# Nissan Controls Mexico



## zeno (Sep 17, 2002)

I just returned from a fun filled week in the sun down in Baja and noticed that both Nissan and Volkswagon have a complete stranglehold on the car market down there. In fact, the most common car I saw was Sentras and Tsurus (I wish I had space in my luggage or I would of imported some parts and made some $$). I just wanted to share the info. but I was also wanting to know the specs on the Tsuru, is it the same as the Sentra?


----------



## Felonious Cat Stalker (May 1, 2002)

From Nissan Mexico 

GA16DNE 
Desplazamiento (l) 1.6 
Número y disposición de cilindros 4L 
Pistón, diámetro y carrera (mm) 76X88 
Número de válvulas 16(DOHC) 
Potencia neta ([email protected]) [email protected],000 
Torque neto ([email protected]) [email protected],000 
Capacidad del sistema de enfriamiento 4.5 
Relación de comprensión 9.5:1


----------



## Guest (Mar 4, 2003)

Tsuru GS2 probably uses the same motor as the Sentra, it has a 1.6L DOHC unit. This is a car that's been around a long time, it's popular for taxis. 
I suspect the Platina is replacing the Tsuru. When I was at a Nissan dealers last week I noticed the new Platina was the same price as a new Tsuru.
Actually I think the Japanese have a good sense of humour. If you reverse the name 'Tsuru' you will find out what happens to them in a coastal region . . .

- Clive
author of 'Appointment in Samara'


----------



## martin_g34 (Apr 30, 2002)

ROFL


----------



## Felonious Cat Stalker (May 1, 2002)

LOL, u rusT.

We definately need that on a Canadian model. Think it's bad in areas with a little salt in the air? Try driving where they purposely put a layer of salt on the roads.


Plantina:









Wouldn't be too bad if they could un-fugly the C pillar area.


----------



## Hawaii_SE-R (Apr 30, 2002)

fcsmotorsports said:


> *
> Plantina:
> 
> 
> ...


Looks smaller than a B13. Maybe that's something that should be imported to the US market to compete in the compact market now that the B15 is near the mid-size class. It is a bit quirky in design but at least it's not as bad as an Echo.


----------



## Teknokid (Jun 1, 2002)

This is so true. Volkswagons for north america are actually built and manufactured in Acapulco Mexico. Alot of people drive the Tsurus that look like our B13s. The last time i went to Tijuana, i seen a B14 mexican sentra with SE-L tails and crystal clear headlights and tails. It was pretty tight. I think im gonna go to a nissan dealer in Tijuana and buy some parts for us american owners.


----------



## Guest (Mar 6, 2003)

Look at the Almera. Holy crap.


----------



## Felonious Cat Stalker (May 1, 2002)

Yeah, that's nice. I want one.


----------



## Guest (Mar 6, 2003)

the x-trail has a 180hp 2.5L I-4 that should have been in the Almera


----------



## Felonious Cat Stalker (May 1, 2002)

??? Is this based on the B13 platform too?
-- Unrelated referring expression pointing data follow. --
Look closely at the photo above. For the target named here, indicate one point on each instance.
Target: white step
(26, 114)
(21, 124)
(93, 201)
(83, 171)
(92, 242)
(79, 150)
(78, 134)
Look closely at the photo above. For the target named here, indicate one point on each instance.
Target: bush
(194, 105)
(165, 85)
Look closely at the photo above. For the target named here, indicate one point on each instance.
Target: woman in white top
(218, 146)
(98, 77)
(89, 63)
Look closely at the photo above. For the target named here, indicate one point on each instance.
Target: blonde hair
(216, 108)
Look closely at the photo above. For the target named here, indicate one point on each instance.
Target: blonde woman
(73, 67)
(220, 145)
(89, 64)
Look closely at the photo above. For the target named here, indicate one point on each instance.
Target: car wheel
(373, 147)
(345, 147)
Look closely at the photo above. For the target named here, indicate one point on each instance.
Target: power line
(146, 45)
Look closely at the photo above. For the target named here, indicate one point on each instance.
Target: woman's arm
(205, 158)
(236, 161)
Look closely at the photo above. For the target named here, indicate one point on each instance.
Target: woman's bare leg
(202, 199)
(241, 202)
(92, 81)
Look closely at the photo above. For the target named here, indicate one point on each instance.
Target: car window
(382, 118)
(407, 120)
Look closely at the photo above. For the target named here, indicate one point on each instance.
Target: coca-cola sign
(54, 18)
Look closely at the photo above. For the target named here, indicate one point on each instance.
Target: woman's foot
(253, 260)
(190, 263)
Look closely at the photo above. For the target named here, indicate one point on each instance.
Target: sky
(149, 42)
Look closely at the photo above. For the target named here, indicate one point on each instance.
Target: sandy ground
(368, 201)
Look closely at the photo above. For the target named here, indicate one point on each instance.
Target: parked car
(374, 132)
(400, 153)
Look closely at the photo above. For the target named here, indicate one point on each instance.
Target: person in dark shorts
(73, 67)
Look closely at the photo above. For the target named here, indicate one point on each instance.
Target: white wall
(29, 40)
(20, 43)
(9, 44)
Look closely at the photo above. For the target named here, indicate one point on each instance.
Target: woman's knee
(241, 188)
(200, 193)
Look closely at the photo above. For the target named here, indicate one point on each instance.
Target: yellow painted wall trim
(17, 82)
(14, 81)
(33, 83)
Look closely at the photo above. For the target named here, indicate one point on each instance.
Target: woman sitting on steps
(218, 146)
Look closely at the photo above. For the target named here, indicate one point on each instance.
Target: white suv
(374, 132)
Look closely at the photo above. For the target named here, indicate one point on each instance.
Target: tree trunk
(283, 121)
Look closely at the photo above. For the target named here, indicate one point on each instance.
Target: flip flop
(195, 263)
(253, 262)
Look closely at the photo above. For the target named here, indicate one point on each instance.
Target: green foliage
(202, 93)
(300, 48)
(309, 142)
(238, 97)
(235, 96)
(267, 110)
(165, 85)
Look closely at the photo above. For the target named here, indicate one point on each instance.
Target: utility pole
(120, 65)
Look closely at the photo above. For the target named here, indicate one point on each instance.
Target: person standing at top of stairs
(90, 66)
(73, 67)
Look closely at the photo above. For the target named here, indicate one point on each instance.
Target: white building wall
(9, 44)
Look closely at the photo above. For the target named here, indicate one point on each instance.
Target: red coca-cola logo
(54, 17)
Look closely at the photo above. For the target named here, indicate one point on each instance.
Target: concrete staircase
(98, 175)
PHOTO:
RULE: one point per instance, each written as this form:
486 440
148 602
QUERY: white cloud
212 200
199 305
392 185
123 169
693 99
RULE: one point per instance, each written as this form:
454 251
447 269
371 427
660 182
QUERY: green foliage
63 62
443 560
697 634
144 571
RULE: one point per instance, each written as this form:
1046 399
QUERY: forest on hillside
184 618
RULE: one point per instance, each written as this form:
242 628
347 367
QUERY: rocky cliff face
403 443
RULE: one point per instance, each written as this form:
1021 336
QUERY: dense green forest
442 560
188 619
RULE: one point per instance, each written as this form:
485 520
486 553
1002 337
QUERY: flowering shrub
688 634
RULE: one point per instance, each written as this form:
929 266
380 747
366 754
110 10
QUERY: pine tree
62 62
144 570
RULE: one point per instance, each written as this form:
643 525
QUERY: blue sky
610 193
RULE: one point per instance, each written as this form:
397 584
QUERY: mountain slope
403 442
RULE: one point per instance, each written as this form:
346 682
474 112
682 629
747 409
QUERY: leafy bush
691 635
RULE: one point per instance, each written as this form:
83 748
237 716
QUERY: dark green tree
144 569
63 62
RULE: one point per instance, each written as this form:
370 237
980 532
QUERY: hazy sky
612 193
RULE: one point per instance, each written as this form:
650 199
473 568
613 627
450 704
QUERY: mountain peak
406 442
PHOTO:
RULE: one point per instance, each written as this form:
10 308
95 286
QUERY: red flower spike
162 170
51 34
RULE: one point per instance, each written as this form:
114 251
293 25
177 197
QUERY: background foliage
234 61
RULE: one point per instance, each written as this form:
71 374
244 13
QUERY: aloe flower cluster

Mad B13 Super touring Wagon yo!


----------



## Guest (Mar 6, 2003)

Its looks like it and thay have the older pick ups in production with the 134hp 2.4l I wisk I knew spanish.


----------



## Hawaii_SE-R (Apr 30, 2002)

fcsmotorsports said:


> *??? Is this based on the B13 platform too?
> 
> 
> 
> ...


Looks more like either a P13 or N13.


----------



## Guest (Mar 6, 2003)

Here in Monterrey prices for Sentras at any rate are competitive with the US. The SE-R is in stock at the dealers. I notice that you can specify the shade of window you want, there's a range of about 5 shades. 
What's curious is this:
Vans depreciate very fast in the US while they keep a high value here. Cars are generally competitive. 
97 low mileage Sentra GST with air con and alloys is about $6500 equivalent in USD. By low mileage I mean around 50K or less.
The VWs are a little more expensive in general.
Hondas are plentiful here, too. 
It's often possible to pick up lightly-damaged cars at deep discounts.


----------



## foxxynx (Dec 16, 2002)

Hey I just got back from Mexico too- La Penita  I was very surprised to see that Nissan owned that market....i saw less then 20 hondas the whole 3 weeks i was down there. That would never ever happen anywhere around here!! Lots of old datsuns too, which was nice to see.


----------



## Guest (Mar 19, 2003)

I had a service done last week and they decided to change both the rear brake cylinders without asking first.
As if that wasn't enough they gave me the vehicle back without bothering to bleed the brakes.
Going down the hill I was unable to stop at the red light and nearly had a serious accident.
Bloody wonderful.


----------



## 95 SentraB13 (Jun 14, 2002)

Wow, fictioneer, that is harsh. How old is the car and were the cylinders even worn out? My car is 8 years old, been through east coast winters where they use lots of salt on the road and it was only last spring that my cylinder(s) needed to be replaced although I could have gotten away with doing one. Was it the dealership you brought the car to or a local garage? In either case I'd file a complaint and look for some type of compensation for one, possible unnecessary repairs with out your consent, knowledge or inspection; two, faulty repair work done by more than likely uncertified mechanics; three, emotional distress, aggravation for having to bleed the brake lines yourself or returning to the dealer/garage plus taking time out of your day.
If it was Nissan that fixed the car I'd definitely talk to the manager looking for reimbursement and write an email/letter to Nissan's Head Office about the situation.


----------



## 88 Pulsar SE (Mar 25, 2003)

fictioneer said:


> *I had a service done last week and they decided to change both the rear brake cylinders without asking first.
> As if that wasn't enough they gave me the vehicle back without bothering to bleed the brakes.
> Going down the hill I was unable to stop at the red light and nearly had a serious accident.
> Bloody wonderful. *


 E-Brake should save you in case of hydraulic failure.


----------